So, let’s imagine that you’ve completed your Train2Game course and a small group of you have formed your own little independent studio with a Games Developer, a Games Designer and a Games Artist and Animator. You make a game, a great game that you feel is amazing, but due to the competitive market, your title doesn’t sell as well as you’d hoped. What do you do?
Give up? No, don’t be silly! When did Train2Game ever teach you to do that?
Work on another project and just hope that it sells a bit better? Hmmm, maybe.
Send out a questionnaire asking people why they’re not buying your games?
That last one sounds a bit farfetched doesn’t it? Well, not necessarily because that’s what one independent developer has done.
Positech Games is a UK-based one man games company run by Cliff ‘Cliffski’ Harris, who last year released a title called Gratuitous Space Battles which has generally received favourable reviews.
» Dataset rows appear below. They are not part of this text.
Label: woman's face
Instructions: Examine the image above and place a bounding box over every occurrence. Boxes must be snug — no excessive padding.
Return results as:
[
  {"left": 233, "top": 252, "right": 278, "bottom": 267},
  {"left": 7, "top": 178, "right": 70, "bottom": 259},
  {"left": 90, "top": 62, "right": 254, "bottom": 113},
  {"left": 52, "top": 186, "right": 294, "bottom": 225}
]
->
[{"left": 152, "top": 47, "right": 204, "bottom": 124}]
Now in the name of self-improvement, Cliffski is asking ‘“Why didn’t you buy Gratuitous Space Battles?” He says:
“I am NOT complaining. I am NOT moaning about sales. I am NOT unhappy with sales, I am not whining or anything like it. I just like making games that people enjoy, and I don’t know why the people who didn’t buy it, didn’t buy it. I’d like to know. The answers may well make it a better game for everyone, if I fix those reasons (if they make sense). It will make the game attractive to current fence-sitters, better for current owners, and more sales for me and my cats.”
Anyone, including you – yes, you – can email Cliff and tell him why you didn’t buy his game. Responses so far range from ‘I have too many games to play’ to ‘I don’t like strategy games’ to even ‘Before reading this I’d never heard of your game’ Hopefully this information has been useful to Cliffksi and he’ll benefit from it as a independent developer.
However, it isn’t the first time he’s asked the general population on the Internet about issues relating to his games. Two years ago, Cliff asked ‘Why do people pirate my games?’ and the responses he got led to the removal of DRM from his games.
Positech games may be a tiny developer, but he has allowed the general gaming public to have a say on his company’s products and this has had had an impact on sales. This could be an important lesson to any Train2Game students trying to break into the industry – you need to listen to your audience – their attitude towards your games could essentially make or break them.
Would you consider asking people who haven’t played your game why they didn’t buy it?